# where could i get these handle boxes ???



## vallejo276 (Jun 19, 2007)

where could i get something like this custom printed for my t-shirts


----------



## sid (Oct 6, 2007)

Looks like a custom die cut box. Custom boxes are not uncommon if you buy enough. There maybe a vendor out there with the die, just do what we all do: Google search.


----------



## PressForProfit (Jun 11, 2008)

vallejo276 said:


> where could i get something like this custom printed for my t-shirts


Got to love Uline...
Carrying Cases - Uline

Call them and ask about custom imprinting.

You can also find these through a local ASI (as specialty) distributor in your local phone book.


----------



## bastardnfriends (Feb 19, 2008)

You can also get those at Cactus Containers (http://www.cactuscontainers.com/).


----------



## vallejo276 (Jun 19, 2007)

thanks alot guys this sure helped!!! now on to contacting them ...


----------



## xbrandon408x (Jan 24, 2008)

yea i tried cactus containers i don't know if its just me or im impatient or something.

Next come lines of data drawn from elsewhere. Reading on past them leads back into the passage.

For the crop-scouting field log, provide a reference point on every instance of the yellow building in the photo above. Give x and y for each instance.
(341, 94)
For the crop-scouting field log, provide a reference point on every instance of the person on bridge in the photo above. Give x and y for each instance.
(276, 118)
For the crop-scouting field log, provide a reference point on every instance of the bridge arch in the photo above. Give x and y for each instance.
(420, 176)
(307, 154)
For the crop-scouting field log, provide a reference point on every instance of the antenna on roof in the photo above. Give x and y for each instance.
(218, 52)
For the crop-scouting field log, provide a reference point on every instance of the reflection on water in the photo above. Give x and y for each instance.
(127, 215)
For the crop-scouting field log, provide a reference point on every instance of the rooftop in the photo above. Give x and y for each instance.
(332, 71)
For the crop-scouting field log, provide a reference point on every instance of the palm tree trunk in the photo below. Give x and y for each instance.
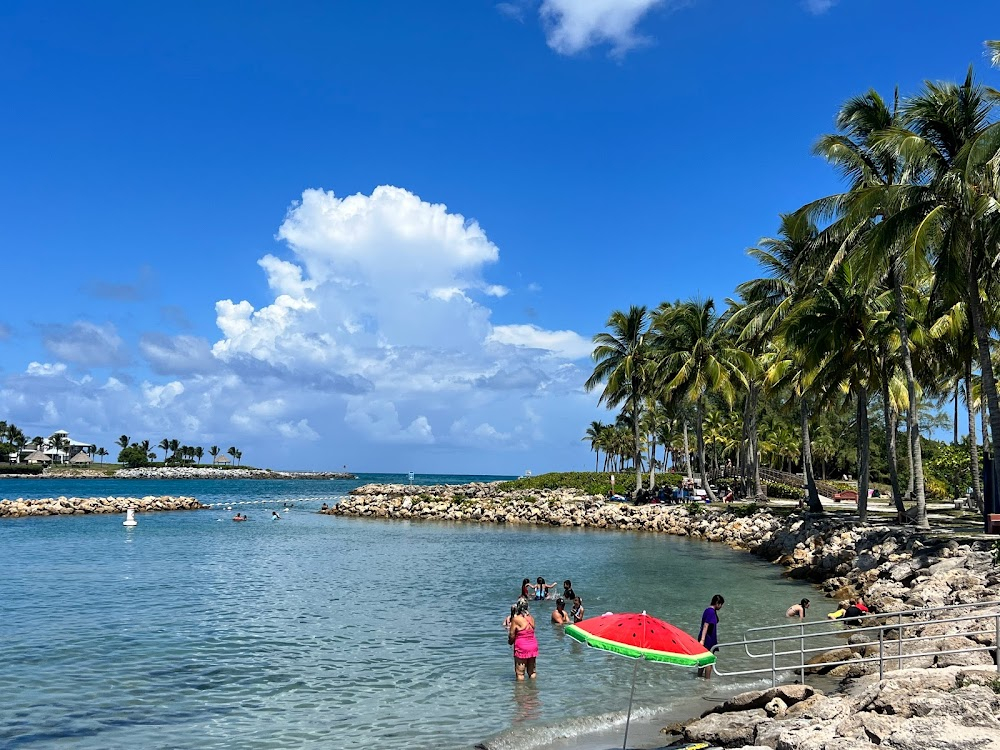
(638, 445)
(987, 445)
(700, 435)
(989, 385)
(814, 502)
(864, 454)
(912, 413)
(753, 433)
(652, 461)
(891, 425)
(955, 440)
(977, 487)
(687, 453)
(911, 479)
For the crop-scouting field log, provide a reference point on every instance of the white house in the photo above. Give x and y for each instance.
(66, 452)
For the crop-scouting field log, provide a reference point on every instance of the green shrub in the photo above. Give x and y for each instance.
(744, 510)
(935, 490)
(783, 491)
(20, 469)
(592, 483)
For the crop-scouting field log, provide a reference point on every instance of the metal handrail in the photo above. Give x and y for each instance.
(898, 625)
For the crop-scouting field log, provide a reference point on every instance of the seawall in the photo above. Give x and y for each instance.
(895, 567)
(68, 506)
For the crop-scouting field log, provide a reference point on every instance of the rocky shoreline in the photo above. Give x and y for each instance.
(207, 472)
(68, 506)
(180, 472)
(941, 701)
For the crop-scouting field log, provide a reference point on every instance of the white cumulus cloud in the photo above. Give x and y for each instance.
(574, 25)
(568, 344)
(45, 369)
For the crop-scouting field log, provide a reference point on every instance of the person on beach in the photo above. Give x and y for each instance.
(708, 636)
(839, 612)
(521, 635)
(506, 622)
(542, 588)
(568, 593)
(853, 613)
(798, 610)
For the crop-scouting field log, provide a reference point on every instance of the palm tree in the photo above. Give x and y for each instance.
(948, 212)
(836, 333)
(594, 436)
(621, 363)
(993, 50)
(869, 226)
(697, 358)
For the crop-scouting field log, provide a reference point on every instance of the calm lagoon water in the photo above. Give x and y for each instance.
(190, 631)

i first called them asking for a quote and the guy was kinda rude like he didn't even sound like wanting to answer my questions. Then he gave me his email at the end.

I send him what i want my box to look like design and demensions how many how i want them printed etc.

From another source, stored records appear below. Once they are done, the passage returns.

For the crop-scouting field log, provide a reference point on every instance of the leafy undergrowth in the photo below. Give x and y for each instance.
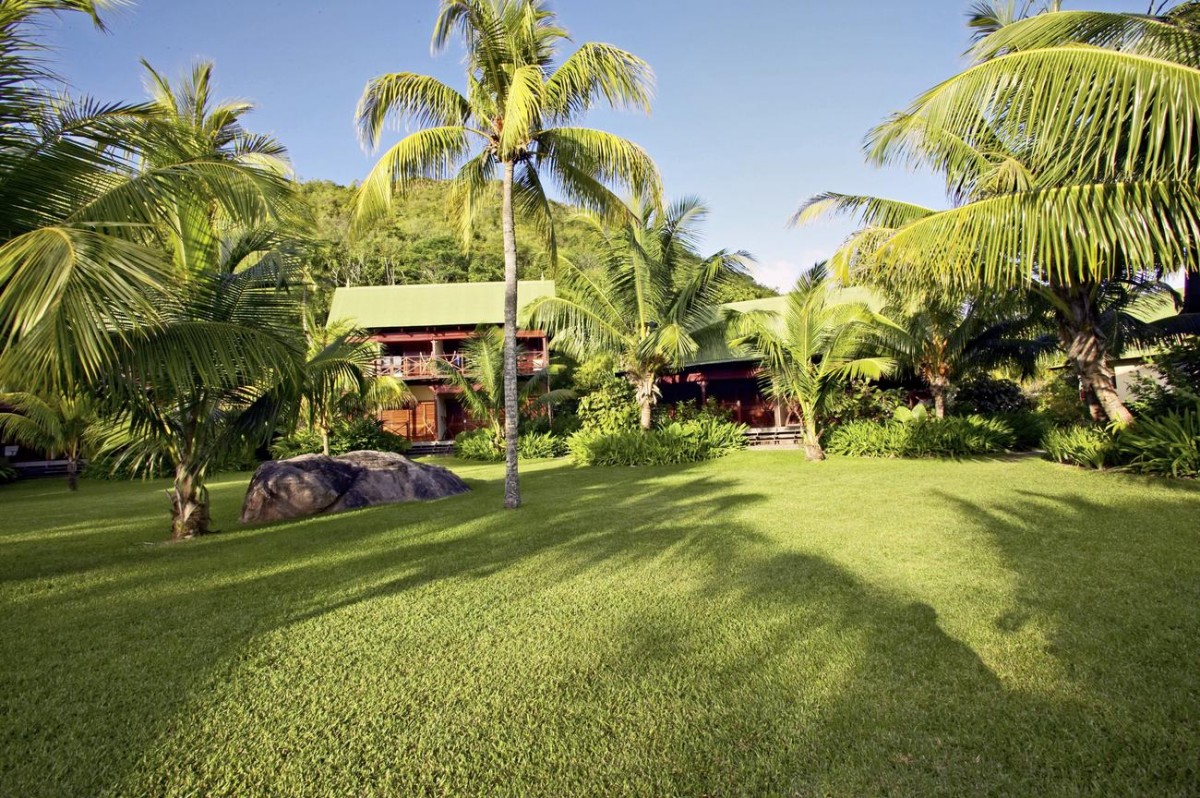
(748, 627)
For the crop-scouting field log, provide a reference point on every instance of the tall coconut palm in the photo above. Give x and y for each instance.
(515, 123)
(940, 339)
(479, 382)
(809, 351)
(340, 378)
(648, 299)
(57, 425)
(1101, 113)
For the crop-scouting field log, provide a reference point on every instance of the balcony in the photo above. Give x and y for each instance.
(429, 366)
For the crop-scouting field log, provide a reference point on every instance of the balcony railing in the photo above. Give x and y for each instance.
(429, 366)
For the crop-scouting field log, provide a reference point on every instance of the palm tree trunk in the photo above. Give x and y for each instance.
(511, 399)
(937, 388)
(1085, 346)
(1192, 293)
(645, 387)
(189, 504)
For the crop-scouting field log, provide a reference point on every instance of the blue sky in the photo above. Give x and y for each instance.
(760, 102)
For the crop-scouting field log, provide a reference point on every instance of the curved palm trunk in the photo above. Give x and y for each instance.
(813, 449)
(939, 387)
(189, 504)
(511, 403)
(645, 389)
(1084, 343)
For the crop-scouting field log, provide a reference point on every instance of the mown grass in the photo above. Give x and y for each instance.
(751, 627)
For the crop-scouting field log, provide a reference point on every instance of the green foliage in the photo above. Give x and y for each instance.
(701, 438)
(923, 437)
(689, 607)
(1087, 445)
(988, 395)
(478, 444)
(483, 447)
(1168, 445)
(1179, 388)
(1057, 400)
(540, 445)
(1029, 427)
(864, 401)
(609, 409)
(348, 435)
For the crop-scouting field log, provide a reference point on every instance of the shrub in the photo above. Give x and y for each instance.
(988, 395)
(864, 401)
(952, 437)
(478, 444)
(1087, 445)
(610, 408)
(1168, 445)
(678, 442)
(1057, 400)
(353, 435)
(540, 445)
(1029, 427)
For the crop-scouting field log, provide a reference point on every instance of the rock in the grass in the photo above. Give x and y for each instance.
(316, 484)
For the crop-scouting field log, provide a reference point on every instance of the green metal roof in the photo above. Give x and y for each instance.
(381, 307)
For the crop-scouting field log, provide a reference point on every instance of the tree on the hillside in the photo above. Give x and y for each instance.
(647, 298)
(514, 123)
(811, 349)
(57, 425)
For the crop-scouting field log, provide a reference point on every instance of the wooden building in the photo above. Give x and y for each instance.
(420, 325)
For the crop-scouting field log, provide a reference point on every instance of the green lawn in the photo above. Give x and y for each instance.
(753, 627)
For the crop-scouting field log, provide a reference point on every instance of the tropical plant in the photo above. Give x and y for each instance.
(1087, 444)
(1168, 445)
(942, 339)
(810, 349)
(341, 382)
(1069, 162)
(480, 385)
(647, 299)
(57, 425)
(515, 123)
(223, 361)
(922, 436)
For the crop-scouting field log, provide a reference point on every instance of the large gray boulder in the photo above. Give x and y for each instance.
(316, 484)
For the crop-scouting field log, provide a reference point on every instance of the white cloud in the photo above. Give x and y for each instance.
(781, 275)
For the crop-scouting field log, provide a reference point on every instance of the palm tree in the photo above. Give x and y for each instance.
(85, 192)
(479, 382)
(340, 378)
(809, 351)
(515, 123)
(54, 425)
(648, 300)
(941, 337)
(1095, 148)
(225, 359)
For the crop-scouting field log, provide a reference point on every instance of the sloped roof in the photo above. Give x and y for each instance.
(381, 307)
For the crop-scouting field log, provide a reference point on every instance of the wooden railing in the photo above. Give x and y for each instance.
(430, 366)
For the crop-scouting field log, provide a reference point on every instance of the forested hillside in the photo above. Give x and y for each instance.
(420, 244)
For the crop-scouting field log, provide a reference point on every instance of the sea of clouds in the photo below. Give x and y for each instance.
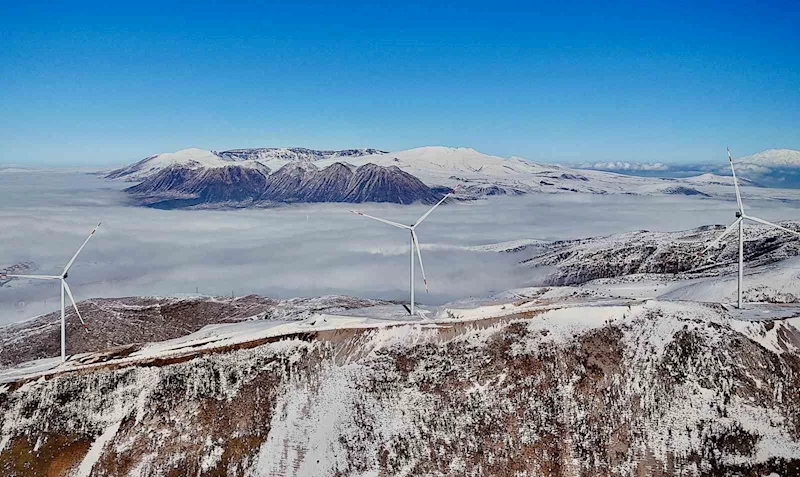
(299, 250)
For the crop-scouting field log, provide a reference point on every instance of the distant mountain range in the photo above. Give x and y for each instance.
(771, 168)
(268, 176)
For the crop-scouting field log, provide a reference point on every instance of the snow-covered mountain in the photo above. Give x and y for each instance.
(771, 158)
(478, 174)
(592, 379)
(193, 158)
(672, 254)
(239, 186)
(128, 321)
(539, 384)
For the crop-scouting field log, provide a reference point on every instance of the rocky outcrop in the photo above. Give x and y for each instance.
(118, 322)
(372, 183)
(233, 185)
(578, 261)
(648, 389)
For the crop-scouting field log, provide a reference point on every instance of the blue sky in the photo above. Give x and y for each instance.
(97, 84)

i think this was last friday so its been 4 days not including the weekends and i still haven't even gotten a response to confirm that they will give me a quote. The site says withing 24-48 hours that i would get a quote.
So now i sent another request and im checking out other places to


----------



## Rodney (Nov 3, 2004)

xbrandon408x said:


> yea i tried cactus containers i don't know if its just me or im impatient or something.
> 
> i first called them asking for a quote and the guy was kinda rude like he didn't even sound like wanting to answer my questions. Then he gave me his email at the end.
> 
> ...


It could be that they sent you an email and it got filtered. 

I sent them an email and they responded right away.

I replied back and they responded again right away.

Sometimes it takes awhile to put together a custom quote for someone though. If you sent an email late Friday, then that gets rid of one business day  Your post was also made halfway through the middle of the 3rd business day.


----------



## xbrandon408x (Jan 24, 2008)

it probably got filtered because i never did get it hahaha
but i kinda thought that i should wait to get my business going a little more before i get boxes like that
so ill probably go back to them again and make sure it didn't get filtered out


----------